Right, let's have some moans. It's beyond belief irritating that at this point it still requires a complete restart to change anything in the graphics, even switching from windowed to borderless to fullscreen. Figuring out how to get it to run at a steady 60FPS is utterly painful, restarting everything for every single tweak, even though it loads significantly more quickly. And while it purports to run in 3440x1440, at this setting it seems to impose its own limit at a very unpleasant 30FPS, ignoring your own settings. Setting it to 2560x1440 immediately saw it jump to 60, so something fishy is going on there.

There are also some consoley elements that have snuck into the PC build that are annoying. A new menu pops up with X, is scrolled through with Q and E, and selected with F. Which is a fucking mess. It's so very obviously designed to be a menu for a controller that hasn't at all sensibly translated to keyboard, especially when - infuriatingly - some of these menu options can't just be mapped to a direct key. Why on earth can't I just set the button to recall my ship to something useful, rather than have to juggle this garbage menu mess?

Talking of garbage menus, good lord they've somehow made uploading discovered planets and flora/fauna even more annoying than it was before, with an even worse new menu (that doesn't even allow for mouse scrolling), and still no bloody "upload all" button.
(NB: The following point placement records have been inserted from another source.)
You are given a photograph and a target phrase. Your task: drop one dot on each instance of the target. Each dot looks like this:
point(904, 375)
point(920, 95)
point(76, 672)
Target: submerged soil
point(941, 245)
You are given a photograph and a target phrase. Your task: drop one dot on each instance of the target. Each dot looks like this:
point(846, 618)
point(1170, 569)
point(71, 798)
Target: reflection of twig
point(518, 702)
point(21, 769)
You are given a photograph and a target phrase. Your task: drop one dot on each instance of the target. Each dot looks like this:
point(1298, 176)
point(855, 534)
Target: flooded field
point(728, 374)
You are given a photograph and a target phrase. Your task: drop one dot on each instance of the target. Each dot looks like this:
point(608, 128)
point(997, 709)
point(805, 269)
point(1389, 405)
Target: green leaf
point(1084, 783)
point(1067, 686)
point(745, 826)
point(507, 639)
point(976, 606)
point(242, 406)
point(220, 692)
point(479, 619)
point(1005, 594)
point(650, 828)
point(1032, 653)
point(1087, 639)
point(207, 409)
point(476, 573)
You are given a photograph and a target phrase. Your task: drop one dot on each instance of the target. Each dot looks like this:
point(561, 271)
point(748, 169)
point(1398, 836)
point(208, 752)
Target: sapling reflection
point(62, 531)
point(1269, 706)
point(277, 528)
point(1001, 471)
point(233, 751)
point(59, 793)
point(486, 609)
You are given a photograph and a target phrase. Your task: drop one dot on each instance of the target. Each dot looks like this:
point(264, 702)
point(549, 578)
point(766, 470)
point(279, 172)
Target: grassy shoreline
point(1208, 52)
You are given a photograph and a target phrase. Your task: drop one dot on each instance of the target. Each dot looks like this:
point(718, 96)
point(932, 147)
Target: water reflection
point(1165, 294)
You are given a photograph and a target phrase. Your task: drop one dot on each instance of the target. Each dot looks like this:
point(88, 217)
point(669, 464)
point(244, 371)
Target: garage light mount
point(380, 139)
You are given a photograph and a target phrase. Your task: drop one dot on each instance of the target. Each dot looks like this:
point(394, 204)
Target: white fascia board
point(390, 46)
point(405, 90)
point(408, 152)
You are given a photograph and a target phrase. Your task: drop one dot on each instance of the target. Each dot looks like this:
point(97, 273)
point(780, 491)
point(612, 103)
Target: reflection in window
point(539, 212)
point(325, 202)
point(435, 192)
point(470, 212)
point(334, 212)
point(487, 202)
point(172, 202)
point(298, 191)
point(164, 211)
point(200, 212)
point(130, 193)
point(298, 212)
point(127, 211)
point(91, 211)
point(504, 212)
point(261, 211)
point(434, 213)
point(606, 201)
Come on!

And there are, of course, many bugs. I've had the game get to the point where it froze for ten seconds between one second bursts of play, until I rebooted my PC. Right now something mad has happened to the mouse, the game having added bonkers acceleration to its movement mid-play, which will likely require a restart. It still feels flaky.

Trying to carry on from before, I couldn't get back into No Man's Sky at all. I felt like I was done, and it wasn't for me any more. But starting afresh was the trick (my old save safely backed up), even with the minor annoyance of having to get used to a weaker multi-tool, slower movement, and less powerful jetpack. And I'm hooked again. I still don't really care about the plot, but I do care that I'm on this trail of breadcrumbs. I can't enormously justify why, other than it's interesting to find out what happens next, and it's still enormously pleasurable to just land on a planet and look around it. Just that alone is NMS's main magic, and with a far larger range of creature types (even some that look a bit like dinosaurs!), that's more enjoyable than ever.

I still love this enormously mad game, and it's unquestionably far better than it was last year. So much has been fixed, so much has been added, and it's creeping its way toward having some sense of purpose in its empty wandering. It will never be the game that was promised, but it's something of its own right now that I think is well worth playing. My only concern would be the extraordinarily premium price.

I shall carry on to find much more of the new content, most especially terrain manipulation and portals, and report back soon.

No Man's Sky is out now for PC for £40/$60/60€ via Steam, GOG, and Humble.

Disclosure: Our Alec once spent a bit of time writing some words for this game.